Hey gang, welcome to another installment of Weapons of Mass Distraction. This week: I’ll go over my PTNY experiences in a meandering sort of way, plus dish out more Type 2 ideas for the upcoming season.
The long delay in this column comes from two things: I spent the last weekend of September covering PTNY for the Sideboard, and then I came home Monday and spent the next week prepping for a satellite launch. As a result, it’s just now that I’m getting around to writing my thoughts down.
I’m not sure how much I will end up writing. My adventures are seriously lacking, but I did learn a lot from the weekend.
First and foremost, I learned a lot simply by sitting and watching the Pro Tour players in their games. Because we were covering multiple formats across the weekend, I got the chance to really see where their mind processes were taking them in the game.
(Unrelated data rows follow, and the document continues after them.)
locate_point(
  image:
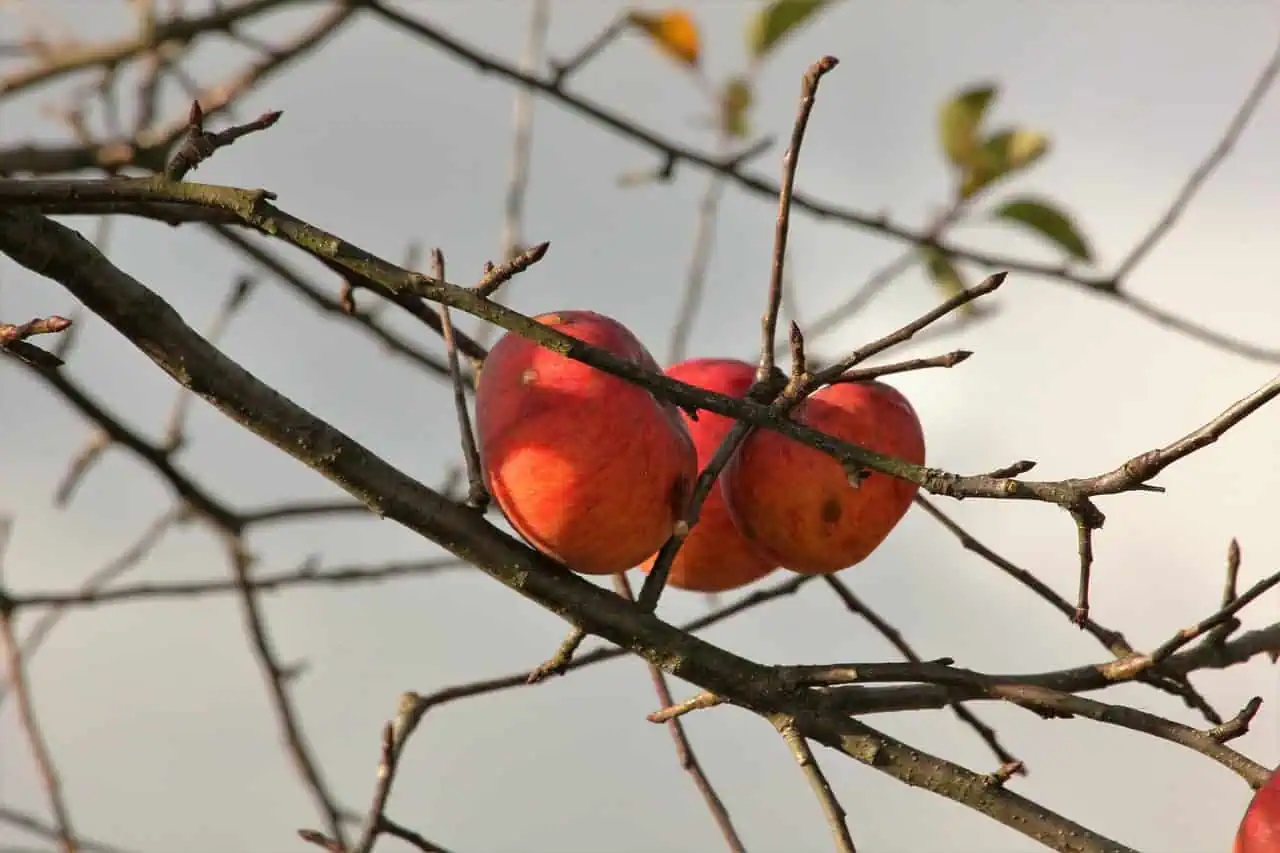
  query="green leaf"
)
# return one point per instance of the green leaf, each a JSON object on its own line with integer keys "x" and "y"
{"x": 959, "y": 122}
{"x": 945, "y": 274}
{"x": 1015, "y": 149}
{"x": 1047, "y": 220}
{"x": 1001, "y": 155}
{"x": 775, "y": 21}
{"x": 735, "y": 103}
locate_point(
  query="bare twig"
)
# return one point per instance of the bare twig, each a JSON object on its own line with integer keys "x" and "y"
{"x": 478, "y": 497}
{"x": 558, "y": 662}
{"x": 124, "y": 562}
{"x": 786, "y": 191}
{"x": 39, "y": 828}
{"x": 562, "y": 69}
{"x": 896, "y": 639}
{"x": 201, "y": 144}
{"x": 946, "y": 360}
{"x": 1224, "y": 614}
{"x": 1202, "y": 172}
{"x": 13, "y": 340}
{"x": 699, "y": 264}
{"x": 1229, "y": 592}
{"x": 685, "y": 749}
{"x": 1110, "y": 639}
{"x": 307, "y": 575}
{"x": 831, "y": 807}
{"x": 56, "y": 251}
{"x": 273, "y": 674}
{"x": 1084, "y": 547}
{"x": 521, "y": 142}
{"x": 174, "y": 432}
{"x": 40, "y": 753}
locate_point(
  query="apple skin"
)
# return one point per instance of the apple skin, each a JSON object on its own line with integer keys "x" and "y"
{"x": 716, "y": 557}
{"x": 589, "y": 469}
{"x": 795, "y": 503}
{"x": 1260, "y": 829}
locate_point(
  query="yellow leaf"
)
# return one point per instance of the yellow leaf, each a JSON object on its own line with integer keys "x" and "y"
{"x": 734, "y": 105}
{"x": 673, "y": 32}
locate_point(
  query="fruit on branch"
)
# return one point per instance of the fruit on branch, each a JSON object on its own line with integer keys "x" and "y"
{"x": 592, "y": 470}
{"x": 716, "y": 557}
{"x": 799, "y": 506}
{"x": 1260, "y": 830}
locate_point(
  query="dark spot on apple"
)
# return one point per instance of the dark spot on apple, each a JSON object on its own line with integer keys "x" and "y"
{"x": 679, "y": 496}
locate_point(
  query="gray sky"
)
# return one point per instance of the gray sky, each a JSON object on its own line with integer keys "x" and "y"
{"x": 156, "y": 712}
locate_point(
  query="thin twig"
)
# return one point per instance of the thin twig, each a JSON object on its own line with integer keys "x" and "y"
{"x": 558, "y": 662}
{"x": 684, "y": 748}
{"x": 699, "y": 264}
{"x": 589, "y": 51}
{"x": 1224, "y": 614}
{"x": 899, "y": 642}
{"x": 521, "y": 144}
{"x": 786, "y": 191}
{"x": 478, "y": 497}
{"x": 831, "y": 807}
{"x": 1219, "y": 634}
{"x": 274, "y": 675}
{"x": 30, "y": 724}
{"x": 1202, "y": 172}
{"x": 201, "y": 145}
{"x": 1110, "y": 639}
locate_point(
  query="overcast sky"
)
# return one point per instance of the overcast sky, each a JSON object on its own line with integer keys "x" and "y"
{"x": 156, "y": 712}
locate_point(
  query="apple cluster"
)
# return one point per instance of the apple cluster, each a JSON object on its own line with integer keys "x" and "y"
{"x": 595, "y": 471}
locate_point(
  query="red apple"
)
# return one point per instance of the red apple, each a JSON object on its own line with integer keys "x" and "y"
{"x": 796, "y": 503}
{"x": 716, "y": 557}
{"x": 1260, "y": 830}
{"x": 592, "y": 470}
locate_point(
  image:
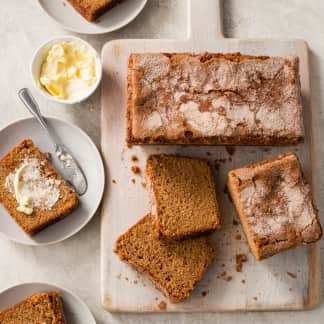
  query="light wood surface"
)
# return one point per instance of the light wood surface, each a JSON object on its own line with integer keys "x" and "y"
{"x": 267, "y": 285}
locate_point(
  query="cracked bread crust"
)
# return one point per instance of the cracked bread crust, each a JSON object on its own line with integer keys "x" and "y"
{"x": 275, "y": 206}
{"x": 174, "y": 267}
{"x": 213, "y": 99}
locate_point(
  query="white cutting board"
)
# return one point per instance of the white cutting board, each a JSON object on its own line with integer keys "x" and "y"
{"x": 263, "y": 285}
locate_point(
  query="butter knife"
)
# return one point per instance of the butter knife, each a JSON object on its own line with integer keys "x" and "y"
{"x": 68, "y": 166}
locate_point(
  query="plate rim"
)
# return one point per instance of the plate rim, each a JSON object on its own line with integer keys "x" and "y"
{"x": 99, "y": 32}
{"x": 55, "y": 287}
{"x": 97, "y": 205}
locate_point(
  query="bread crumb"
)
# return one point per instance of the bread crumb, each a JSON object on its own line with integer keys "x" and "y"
{"x": 238, "y": 237}
{"x": 240, "y": 259}
{"x": 162, "y": 305}
{"x": 292, "y": 275}
{"x": 266, "y": 149}
{"x": 135, "y": 169}
{"x": 230, "y": 149}
{"x": 228, "y": 194}
{"x": 134, "y": 158}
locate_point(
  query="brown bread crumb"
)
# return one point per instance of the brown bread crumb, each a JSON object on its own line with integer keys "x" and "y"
{"x": 240, "y": 259}
{"x": 230, "y": 150}
{"x": 162, "y": 305}
{"x": 238, "y": 237}
{"x": 135, "y": 169}
{"x": 292, "y": 275}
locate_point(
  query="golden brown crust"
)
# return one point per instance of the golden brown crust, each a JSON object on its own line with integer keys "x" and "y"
{"x": 274, "y": 204}
{"x": 183, "y": 194}
{"x": 39, "y": 219}
{"x": 146, "y": 101}
{"x": 45, "y": 307}
{"x": 174, "y": 267}
{"x": 93, "y": 9}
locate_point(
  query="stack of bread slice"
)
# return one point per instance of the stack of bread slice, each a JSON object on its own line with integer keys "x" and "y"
{"x": 170, "y": 244}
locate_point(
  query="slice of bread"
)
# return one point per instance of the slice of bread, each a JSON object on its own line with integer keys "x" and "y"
{"x": 93, "y": 9}
{"x": 183, "y": 195}
{"x": 173, "y": 266}
{"x": 40, "y": 217}
{"x": 41, "y": 308}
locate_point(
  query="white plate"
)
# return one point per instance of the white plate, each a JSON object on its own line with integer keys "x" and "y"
{"x": 66, "y": 16}
{"x": 75, "y": 310}
{"x": 89, "y": 159}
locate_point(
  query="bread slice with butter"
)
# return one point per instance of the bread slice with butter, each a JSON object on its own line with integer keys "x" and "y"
{"x": 32, "y": 192}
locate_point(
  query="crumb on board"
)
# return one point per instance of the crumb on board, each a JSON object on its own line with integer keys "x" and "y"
{"x": 162, "y": 305}
{"x": 240, "y": 259}
{"x": 230, "y": 149}
{"x": 204, "y": 293}
{"x": 227, "y": 193}
{"x": 220, "y": 161}
{"x": 135, "y": 169}
{"x": 266, "y": 149}
{"x": 292, "y": 275}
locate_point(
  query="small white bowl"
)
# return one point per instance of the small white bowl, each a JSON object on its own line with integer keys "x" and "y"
{"x": 39, "y": 57}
Often times I could see one player’s hand, and so I would make mental decisions on what *I* would do, and most times the player would NEVER make my play. =) I tried to take something away from each match I covered, although whether I’ll remember it long enough to influence my play remains to be seen.
Thursday night was the first two rounds of the Masters Series. I had never really covered Feature Matches before, so I tried to log everything that happened, and then write something entertaining once the match was over. I quickly found my first problem: I couldn’t identify dual lands readily by picture only, and the cards were far enough away that I couldn’t make out the name because of the dopey font Wizards continues to use. This problem would plague me throughout the Masters Series, although I did eventually come to recognize Tropical Island versus Volcanic Island. Savannah was probably the most misidentified card over the weekend. But it got me in the spirit.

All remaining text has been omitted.